Most people get the obligatory “Good, thanks, how are you?” Closer friends may get more of the story. Maybe not the full story, but some of the mechanical bits about how tired I am because I never really sleep. But we don’t talk about how sad I am, or how much I worry about the future or what would happen if something happened to me? I’m not sure that I even talk about that with my wife as much as I should.

It’s isolating, this not wanting to burden the people around me with the depth of these issues. Besides, I’m a man. It’s not in my nature to share. We internalize, and apply logic, and try to solve an impossible problem. We certainly don’t talk to other people about it. It’s a sign of weakness. Even if other people are going through exactly the same thing and talking about it would be the high tide that raised all ships, it’s better somehow to keep all the boats stuck in the mud.

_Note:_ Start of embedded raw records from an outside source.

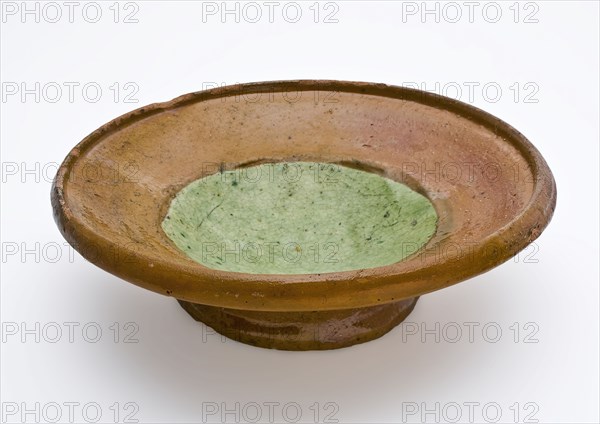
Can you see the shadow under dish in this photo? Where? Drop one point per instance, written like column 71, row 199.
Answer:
column 298, row 218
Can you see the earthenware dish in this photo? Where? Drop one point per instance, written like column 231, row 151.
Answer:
column 492, row 191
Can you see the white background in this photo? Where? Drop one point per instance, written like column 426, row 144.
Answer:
column 177, row 369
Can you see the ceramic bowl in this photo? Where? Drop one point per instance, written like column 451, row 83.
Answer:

I know it’s bullshit. At least, my head does. I think. But after so many years of figuring it out myself and seeing where that got me, it’s hard to let go of the idea that the things that got me here are the things that are going to get me to where I want to be. After all, I have a pretty good life. I’ve done some amazing things and traveled the world. I have a Master’s degree and a good job. These successes are the result of my figuring out how to survive in this messy, hard and sometimes cruel world.

Those tactics, though, serve only to protect me from the outside world. Their side effect is to isolate me from the people around me. My wife is going through the same things I am, and when she is looking to me for support and a connection, I’m nowhere to be found, lost in my own inner workings. She may push and poke to see if I am there and I respond by pulling further away and burrowing further into my hole. In the end, we push each other away when we should be moving towards each other, we are left angry and frustrated when we should be comforting and empathetic, and we find ourselves alone when we should be together.

epilepsy dad help date night

“What got you here is not what will get you to where you want to be.” That is the type of insight you get when you open yourself up to guidance and support. Asking for help is not a sign of weakness. It shows my commitment to my family and my belief that the stronger and better connected the unit is, the better capable we will be to face what is in front of us together. It shows that I don’t have the tools to solve this impossible problem and that it’s important enough for me to develop a new set of skills. It’s setting a good example for my son so that he doesn’t follow the same path of pushing people away and trying to do it all himself. It breaks my heart to think about the difficulties that he is going to have in his life and the idea of him facing them alone.